Sourire saluer, souffrir s'abaisser, s'habituer, panser les plaies le soir, l'alcool est fait pour ça, ne pas devenir fou, ne pas blesser les autres, ne pas penser, avaler son café, ça remplace le sommeil, sourire saluer, souffrir s'habituer, s'habituer, s'habituer, s'habituer, s'habituer, s'habituer, s'habituer, s'habituer,    s'habituer,              s'habituer,                               s'habituer,                                  s'habituer,                                                            s'habituer,                                                                               s'habituer,                                                                                                          s'habituer,                                                                                                                  s'habituer,                                                                                                                    ...

jeudi 25 janvier 2018

Bipolaire?

Je me demande de plus en plus si je ne suis pas bipolaire. J'avoue ne pas savoir autre chose que quelques généralités un peu creuses quant à cette pathologie, mais celles-ci s'accordent assez bien au mal qui m'afflige. Tantôt tout entier plongé dans telle obsession, qui me porte, focalise mon ascension en un jet d'autant plus violent et jaculatoire qu'il est concentré. Mon obsession alors, souvent intellectuelle, n'est pas qu'un amour théorique mais bel et bien érotique. Plus je travaille dur et plus je sens monter en moi un désir insatiable et brutal qui m'emporte, comme s'il ne s'agissait là, finalement, que d'une autre forme de sexualité... Mon esprit pilonne inlassablement, surexcité, consumé et repu de sa simple excitation.

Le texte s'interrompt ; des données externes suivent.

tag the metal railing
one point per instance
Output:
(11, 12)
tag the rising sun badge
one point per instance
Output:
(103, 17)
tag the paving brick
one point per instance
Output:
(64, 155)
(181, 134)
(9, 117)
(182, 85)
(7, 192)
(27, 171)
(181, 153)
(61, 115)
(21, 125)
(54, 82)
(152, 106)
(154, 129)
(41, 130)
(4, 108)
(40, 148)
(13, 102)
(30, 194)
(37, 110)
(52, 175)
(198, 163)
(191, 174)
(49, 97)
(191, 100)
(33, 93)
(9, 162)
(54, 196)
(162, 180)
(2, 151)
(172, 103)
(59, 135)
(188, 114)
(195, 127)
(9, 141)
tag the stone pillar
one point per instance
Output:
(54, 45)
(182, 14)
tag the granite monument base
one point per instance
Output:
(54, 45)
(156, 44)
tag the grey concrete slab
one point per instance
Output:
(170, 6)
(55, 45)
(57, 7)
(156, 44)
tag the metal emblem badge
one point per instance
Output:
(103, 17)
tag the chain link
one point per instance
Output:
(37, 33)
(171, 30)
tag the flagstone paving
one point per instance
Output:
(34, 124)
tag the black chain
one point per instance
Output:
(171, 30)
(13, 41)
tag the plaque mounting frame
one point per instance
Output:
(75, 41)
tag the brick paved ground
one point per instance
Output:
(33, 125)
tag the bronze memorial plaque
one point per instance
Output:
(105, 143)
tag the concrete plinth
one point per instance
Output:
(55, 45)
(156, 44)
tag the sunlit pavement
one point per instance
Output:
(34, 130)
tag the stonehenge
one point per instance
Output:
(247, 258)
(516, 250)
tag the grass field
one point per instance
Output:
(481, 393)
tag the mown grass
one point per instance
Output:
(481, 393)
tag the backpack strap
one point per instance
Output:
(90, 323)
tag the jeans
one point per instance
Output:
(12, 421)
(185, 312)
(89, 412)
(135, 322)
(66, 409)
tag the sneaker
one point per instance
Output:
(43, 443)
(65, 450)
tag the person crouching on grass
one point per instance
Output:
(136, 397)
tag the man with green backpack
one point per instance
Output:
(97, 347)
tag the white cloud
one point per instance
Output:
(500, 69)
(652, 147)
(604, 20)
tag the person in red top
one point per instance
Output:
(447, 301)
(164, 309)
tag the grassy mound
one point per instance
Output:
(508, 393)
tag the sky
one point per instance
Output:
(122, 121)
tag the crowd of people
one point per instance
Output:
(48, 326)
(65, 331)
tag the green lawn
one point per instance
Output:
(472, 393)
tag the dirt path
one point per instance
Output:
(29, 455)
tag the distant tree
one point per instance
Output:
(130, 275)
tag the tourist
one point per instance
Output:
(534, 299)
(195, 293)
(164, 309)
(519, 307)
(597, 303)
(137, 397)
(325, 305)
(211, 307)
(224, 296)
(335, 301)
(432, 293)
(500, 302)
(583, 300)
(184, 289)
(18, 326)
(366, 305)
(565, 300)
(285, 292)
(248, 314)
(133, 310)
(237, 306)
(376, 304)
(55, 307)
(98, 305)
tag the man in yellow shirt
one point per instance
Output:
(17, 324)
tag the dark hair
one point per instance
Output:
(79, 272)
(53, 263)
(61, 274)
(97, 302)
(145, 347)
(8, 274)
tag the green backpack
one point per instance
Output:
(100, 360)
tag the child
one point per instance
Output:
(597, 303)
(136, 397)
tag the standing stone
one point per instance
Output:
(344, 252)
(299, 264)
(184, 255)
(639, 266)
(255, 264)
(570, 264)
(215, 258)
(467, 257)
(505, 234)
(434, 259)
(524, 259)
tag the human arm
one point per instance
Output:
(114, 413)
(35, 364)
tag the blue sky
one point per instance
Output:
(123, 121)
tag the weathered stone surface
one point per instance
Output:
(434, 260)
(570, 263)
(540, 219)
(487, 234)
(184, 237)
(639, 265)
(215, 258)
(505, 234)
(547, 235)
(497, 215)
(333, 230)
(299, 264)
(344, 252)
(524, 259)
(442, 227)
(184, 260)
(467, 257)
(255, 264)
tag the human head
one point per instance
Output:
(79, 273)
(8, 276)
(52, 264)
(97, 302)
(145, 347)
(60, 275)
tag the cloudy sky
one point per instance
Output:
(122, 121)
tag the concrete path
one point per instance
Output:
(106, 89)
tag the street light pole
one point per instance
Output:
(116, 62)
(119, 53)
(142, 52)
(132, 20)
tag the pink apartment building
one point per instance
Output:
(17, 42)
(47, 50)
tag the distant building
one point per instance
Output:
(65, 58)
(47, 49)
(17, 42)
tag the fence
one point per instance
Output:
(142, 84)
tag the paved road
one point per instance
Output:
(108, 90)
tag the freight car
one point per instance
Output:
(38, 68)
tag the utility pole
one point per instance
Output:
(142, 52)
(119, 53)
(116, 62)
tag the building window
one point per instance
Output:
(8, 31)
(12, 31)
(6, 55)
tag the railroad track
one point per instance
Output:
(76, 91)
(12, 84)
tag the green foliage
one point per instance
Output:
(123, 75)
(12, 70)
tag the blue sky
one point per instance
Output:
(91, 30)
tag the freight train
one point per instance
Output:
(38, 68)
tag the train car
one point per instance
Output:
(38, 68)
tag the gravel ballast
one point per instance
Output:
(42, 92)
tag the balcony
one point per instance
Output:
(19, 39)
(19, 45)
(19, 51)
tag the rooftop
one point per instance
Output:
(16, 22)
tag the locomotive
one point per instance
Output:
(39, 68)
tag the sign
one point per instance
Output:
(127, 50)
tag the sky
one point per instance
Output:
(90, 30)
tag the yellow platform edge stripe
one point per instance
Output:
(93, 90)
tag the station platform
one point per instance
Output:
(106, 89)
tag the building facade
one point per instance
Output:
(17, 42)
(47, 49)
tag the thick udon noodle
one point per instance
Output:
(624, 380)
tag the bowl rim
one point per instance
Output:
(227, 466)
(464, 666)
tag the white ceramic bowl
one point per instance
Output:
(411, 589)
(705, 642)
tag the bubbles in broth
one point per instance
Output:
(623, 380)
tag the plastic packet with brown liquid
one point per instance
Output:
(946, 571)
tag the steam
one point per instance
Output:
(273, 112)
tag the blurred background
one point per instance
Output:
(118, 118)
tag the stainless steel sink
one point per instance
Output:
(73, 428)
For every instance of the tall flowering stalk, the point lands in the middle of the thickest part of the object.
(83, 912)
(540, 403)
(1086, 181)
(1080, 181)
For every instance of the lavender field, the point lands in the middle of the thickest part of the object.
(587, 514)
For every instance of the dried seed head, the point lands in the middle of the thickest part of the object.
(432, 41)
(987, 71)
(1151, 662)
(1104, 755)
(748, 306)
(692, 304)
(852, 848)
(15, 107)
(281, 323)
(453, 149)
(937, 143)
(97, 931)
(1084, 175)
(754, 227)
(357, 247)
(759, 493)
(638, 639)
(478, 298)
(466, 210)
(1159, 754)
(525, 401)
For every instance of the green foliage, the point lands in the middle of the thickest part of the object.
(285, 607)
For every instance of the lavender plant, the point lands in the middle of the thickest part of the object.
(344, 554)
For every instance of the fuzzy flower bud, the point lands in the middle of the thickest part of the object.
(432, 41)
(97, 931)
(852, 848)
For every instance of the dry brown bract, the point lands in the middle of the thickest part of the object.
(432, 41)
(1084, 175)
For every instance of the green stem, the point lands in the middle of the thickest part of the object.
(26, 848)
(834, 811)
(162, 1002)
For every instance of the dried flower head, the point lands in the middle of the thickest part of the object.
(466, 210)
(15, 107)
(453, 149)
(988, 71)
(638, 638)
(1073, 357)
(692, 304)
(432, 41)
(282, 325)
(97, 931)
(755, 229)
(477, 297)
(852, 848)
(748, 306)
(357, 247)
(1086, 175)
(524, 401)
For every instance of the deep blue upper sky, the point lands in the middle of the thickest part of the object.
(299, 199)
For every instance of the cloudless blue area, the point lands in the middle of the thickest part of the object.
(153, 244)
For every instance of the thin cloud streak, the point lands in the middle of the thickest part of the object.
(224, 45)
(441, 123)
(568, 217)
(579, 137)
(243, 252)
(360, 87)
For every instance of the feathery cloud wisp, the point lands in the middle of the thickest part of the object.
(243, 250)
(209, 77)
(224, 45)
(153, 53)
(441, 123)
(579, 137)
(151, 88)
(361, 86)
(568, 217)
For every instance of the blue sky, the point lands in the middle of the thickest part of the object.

Après cette phase qui ne discontinue pas, je termine exsangue épuisé. Ce n'est pas d'une petite mort dont je suis victime mais bien d'une grande, incommensurablement plus grande que celle qui vous fait, fugacement, détester l'être complice de la vie qui s'est emparé de vous comme un pantin pour achever son dessein. Le sujet qui m'occupait jusqu'à présent fait désormais l'objet d'une répulsion viscérale. Je le hais, le rend responsable de tous les maux. Il a siphonné ma vie qui s'est échappé par ce vortex qui n'a finalement mené à rien, qui n'a pas tenu ses promesses. Je suis dès lors entré dans une phase de dépression profonde, chu telle pierre dans un lac trop sombre, sans plus apercevoir la surface. Et ce qui me fait peser de tant de poids, lors même que je suis vide, c'est le fantôme de l'obsession qui retombe alors avec ma vie dans les abîmes insondables d'où je pensais l'extirper, pour toujours - ce pour toujours est dramatique, la source de toutes les tragédies humaines...

Ma vie cyclothymique roule ainsi, de crise en crise, je suis contradictoire jusque dans mes humeurs, isosthénique jusqu'au bout des passions, mais de la trempe des vrais sceptiques: de ceux qui s'efforcent de croire de tout leur être une chose et son contraire, pour enfin s'en désaisir comme d'un vulgaire coquillage parmi tant d'autres échoués là.

samedi 9 septembre 2017

L'unité





Attrape-moi, enserre-moi, conserve-moi. Détache-toi, désenlace-nous, défais tout ça. Ton souffle en moi, ta peau la mienne, tes pleurs ma peine. Dénoue le noeud, détruit le sol, troue l'édifice, croule en néant, souffle les signes, tue les racines. Ton regard mon regard, ton haleine mon haleine, ton passé mon histoire, ton amour est ma haine.

L'amour est la mort du Je et le jeu la naissance du nous, ainsi aimer serait-ce jouer à mourir?


Dessin d'Amine Felk, texte de moi-même.